This vignette is here just to show you the code used to agglomerate and save the splt_dev_and_demog.rda file that comes with this package.

library(dplyr)
library(tidyr)

credentials <- scorequaltrics::creds_from_file(qualtrics_api_token_file)

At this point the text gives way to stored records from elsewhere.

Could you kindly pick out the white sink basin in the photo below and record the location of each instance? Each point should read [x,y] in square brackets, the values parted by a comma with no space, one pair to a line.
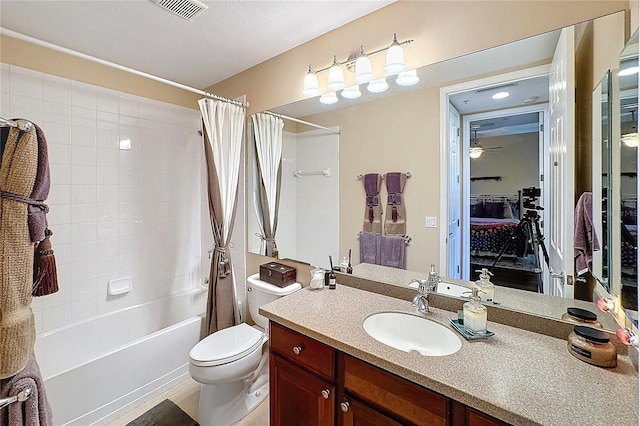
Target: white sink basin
[411,333]
[448,289]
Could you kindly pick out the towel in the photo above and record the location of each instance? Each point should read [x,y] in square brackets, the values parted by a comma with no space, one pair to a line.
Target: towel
[585,240]
[395,219]
[392,251]
[373,211]
[370,248]
[17,326]
[35,411]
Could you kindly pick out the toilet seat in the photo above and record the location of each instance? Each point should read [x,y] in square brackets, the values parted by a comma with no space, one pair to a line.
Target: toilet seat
[226,345]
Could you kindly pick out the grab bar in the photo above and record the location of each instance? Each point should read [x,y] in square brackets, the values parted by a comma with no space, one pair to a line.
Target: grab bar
[22,396]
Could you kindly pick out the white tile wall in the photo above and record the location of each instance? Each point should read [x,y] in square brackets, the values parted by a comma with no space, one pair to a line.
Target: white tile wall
[114,212]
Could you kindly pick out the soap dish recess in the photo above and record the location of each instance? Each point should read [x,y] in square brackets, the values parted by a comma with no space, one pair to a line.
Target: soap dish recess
[460,328]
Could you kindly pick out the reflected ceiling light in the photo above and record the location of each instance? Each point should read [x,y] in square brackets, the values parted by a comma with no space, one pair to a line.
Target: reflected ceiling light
[329,98]
[378,86]
[408,78]
[395,58]
[500,95]
[628,71]
[360,64]
[630,140]
[311,86]
[475,152]
[352,92]
[336,76]
[364,72]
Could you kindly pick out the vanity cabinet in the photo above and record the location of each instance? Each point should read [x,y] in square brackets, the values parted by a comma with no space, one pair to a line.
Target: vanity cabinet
[314,384]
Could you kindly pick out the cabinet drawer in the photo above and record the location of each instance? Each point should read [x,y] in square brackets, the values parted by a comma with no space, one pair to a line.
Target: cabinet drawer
[394,394]
[302,350]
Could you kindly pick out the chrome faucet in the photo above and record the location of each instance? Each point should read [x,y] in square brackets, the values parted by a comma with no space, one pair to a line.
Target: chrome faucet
[425,286]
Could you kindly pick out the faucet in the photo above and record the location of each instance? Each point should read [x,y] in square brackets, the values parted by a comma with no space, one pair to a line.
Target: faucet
[425,286]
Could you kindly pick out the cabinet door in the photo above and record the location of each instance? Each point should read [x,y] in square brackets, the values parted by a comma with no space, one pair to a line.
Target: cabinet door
[354,413]
[299,398]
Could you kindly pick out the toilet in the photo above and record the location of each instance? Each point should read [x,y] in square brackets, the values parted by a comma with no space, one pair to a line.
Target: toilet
[232,365]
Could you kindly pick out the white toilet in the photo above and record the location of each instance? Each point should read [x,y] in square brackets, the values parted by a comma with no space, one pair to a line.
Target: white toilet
[232,364]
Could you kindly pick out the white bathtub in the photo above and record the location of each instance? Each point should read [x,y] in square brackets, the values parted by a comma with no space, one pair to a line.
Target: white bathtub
[96,369]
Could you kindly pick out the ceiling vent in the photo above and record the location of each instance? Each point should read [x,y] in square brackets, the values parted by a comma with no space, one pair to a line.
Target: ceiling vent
[186,9]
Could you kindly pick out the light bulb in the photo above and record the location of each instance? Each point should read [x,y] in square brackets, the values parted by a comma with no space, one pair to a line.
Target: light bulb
[378,86]
[395,58]
[336,76]
[407,78]
[311,86]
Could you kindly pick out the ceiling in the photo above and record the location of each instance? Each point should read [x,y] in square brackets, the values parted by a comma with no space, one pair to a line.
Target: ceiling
[229,37]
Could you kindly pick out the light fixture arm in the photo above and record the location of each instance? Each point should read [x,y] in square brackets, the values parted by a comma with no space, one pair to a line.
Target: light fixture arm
[352,58]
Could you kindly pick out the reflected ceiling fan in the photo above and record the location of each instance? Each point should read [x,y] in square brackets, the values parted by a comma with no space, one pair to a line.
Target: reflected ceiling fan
[476,149]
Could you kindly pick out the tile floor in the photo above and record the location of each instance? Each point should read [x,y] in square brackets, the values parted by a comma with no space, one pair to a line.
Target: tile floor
[186,395]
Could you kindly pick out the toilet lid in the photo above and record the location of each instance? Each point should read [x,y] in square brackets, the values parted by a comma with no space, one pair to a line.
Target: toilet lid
[226,345]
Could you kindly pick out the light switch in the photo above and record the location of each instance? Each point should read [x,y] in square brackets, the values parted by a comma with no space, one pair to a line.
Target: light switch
[430,222]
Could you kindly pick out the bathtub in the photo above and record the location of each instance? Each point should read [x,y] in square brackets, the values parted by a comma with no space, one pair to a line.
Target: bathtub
[97,369]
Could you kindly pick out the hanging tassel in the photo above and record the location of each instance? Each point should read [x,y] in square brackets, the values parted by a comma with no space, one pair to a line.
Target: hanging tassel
[45,274]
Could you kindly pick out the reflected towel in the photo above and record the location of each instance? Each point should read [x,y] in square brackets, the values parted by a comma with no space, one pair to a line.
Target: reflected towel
[392,251]
[370,248]
[35,411]
[585,240]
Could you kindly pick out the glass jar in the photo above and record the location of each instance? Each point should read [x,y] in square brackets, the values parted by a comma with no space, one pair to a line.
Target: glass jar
[592,346]
[317,279]
[581,317]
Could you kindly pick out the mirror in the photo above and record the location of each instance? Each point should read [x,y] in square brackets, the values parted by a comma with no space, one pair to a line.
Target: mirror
[601,178]
[625,167]
[401,132]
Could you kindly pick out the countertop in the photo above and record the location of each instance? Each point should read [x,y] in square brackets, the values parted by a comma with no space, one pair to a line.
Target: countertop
[518,376]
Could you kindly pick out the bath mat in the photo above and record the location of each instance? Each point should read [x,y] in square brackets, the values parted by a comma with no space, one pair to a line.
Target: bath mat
[164,414]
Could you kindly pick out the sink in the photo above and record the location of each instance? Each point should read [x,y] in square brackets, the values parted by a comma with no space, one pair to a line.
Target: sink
[411,333]
[448,289]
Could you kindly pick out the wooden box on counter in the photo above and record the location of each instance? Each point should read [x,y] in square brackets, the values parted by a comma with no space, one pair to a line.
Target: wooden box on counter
[277,274]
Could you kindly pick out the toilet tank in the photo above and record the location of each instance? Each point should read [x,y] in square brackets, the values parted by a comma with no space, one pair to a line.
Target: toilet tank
[260,293]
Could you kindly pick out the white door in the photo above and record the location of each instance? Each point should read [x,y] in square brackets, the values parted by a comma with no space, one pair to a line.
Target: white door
[561,160]
[453,240]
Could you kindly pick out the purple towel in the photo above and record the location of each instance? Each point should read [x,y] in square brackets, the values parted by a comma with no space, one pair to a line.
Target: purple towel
[35,411]
[392,251]
[370,248]
[585,240]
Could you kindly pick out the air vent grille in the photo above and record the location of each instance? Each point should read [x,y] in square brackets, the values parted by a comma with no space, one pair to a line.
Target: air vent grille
[186,9]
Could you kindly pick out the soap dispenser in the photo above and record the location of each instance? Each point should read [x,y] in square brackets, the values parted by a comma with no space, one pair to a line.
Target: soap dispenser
[486,287]
[475,314]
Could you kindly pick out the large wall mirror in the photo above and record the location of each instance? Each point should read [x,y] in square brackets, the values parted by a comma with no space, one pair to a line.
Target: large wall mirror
[399,131]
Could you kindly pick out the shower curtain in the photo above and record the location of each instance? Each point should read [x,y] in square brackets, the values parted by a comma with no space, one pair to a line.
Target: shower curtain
[224,125]
[267,131]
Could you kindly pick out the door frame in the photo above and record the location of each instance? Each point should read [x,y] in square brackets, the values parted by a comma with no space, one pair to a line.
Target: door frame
[445,92]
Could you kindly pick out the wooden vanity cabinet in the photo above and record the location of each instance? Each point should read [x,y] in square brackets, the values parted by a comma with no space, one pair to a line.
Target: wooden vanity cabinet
[314,384]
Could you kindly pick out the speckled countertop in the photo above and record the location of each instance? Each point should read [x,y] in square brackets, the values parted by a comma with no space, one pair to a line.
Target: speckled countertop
[518,376]
[509,298]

survey_names_all <- scorequaltrics::get_surveys(credentials)
survey_names_splt <- dplyr::filter(survey_names_all, grepl('.*(TDS1|TDS2|TDS3|YADS).*', SurveyName))

TDS

#Check that dropped values weren't ambiguous
tds2_wave2_long_nodupes %>% 
    filter(dropped) %>%
    group_by(SID, item) %>%
    filter(!all(length(unlist(old.value)) < 1)) %>%
    mutate(old.value = paste(old.value, collaps = ' ')) %>%
    knitr::kable(caption = "Questionnaire dupes")
#Check that dropped values weren't ambiguous
tds1_wave2_long_nodupes %>% 
    filter(dropped) %>%
    group_by(SID, item) %>%
    filter(!all(length(unlist(old.value)) < 1)) %>%
    mutate(old.value = paste(old.value, collaps = ' ')) %>%
    knitr::kable(caption = "Questionnaire dupes")

YADS-V

Version 1:

  • SID
  • PAL-2_Age
  • PAL-2_Race
  • PDS_Gender
  • Relationship Q176

yadsv_v1_surveys <- survey_names_splt %>%
    filter(grepl('YADS-V$', SurveyName))
yadsv_v1_qid_sid <- scorequaltrics::get_survey_data(yadsv_v1_surveys, 
                                                   credentials, 
                                                   pid_col = 'SID') %>%
    dplyr::filter(grepl('qid', item)) %>% 
    dplyr::left_join(readr::read_csv(id_recode_filename), by = c('value' = 'response_id')) %>%
    tidyr::spread(item, value) %>%
    dplyr::mutate(SID = ifelse(!is.na(id), id, SID)) %>%
    dplyr::select(-survey_name)
yadsv_v1_long <- scorequaltrics::get_survey_data(yadsv_v1_surveys, 
                                                   credentials, 
                                                   pid_col = 'qid') %>%
    dplyr::filter(
        grepl('(PDS|PAL_2_Age|PAL_2_Race|Q176|StartTime|Q173_1_TEXT|StartDate)', 
              item)) %>% 
    dplyr::left_join(yadsv_v1_qid_sid, by = 'qid') %>%
    dplyr::select(-qid, -id)

yadsv_v1_pds_rubrics <- data.frame(file = dir(file.path(tds2_wave2_rubric_dir), 
                                              pattern = 'PDS_scoring_rubric_TDS2_S3.csv',
                                              full.names = TRUE))
yadsv_v1_scoring_data_long <- scorequaltrics::get_rubrics(yadsv_v1_pds_rubrics, 
                                                          type = 'scoring')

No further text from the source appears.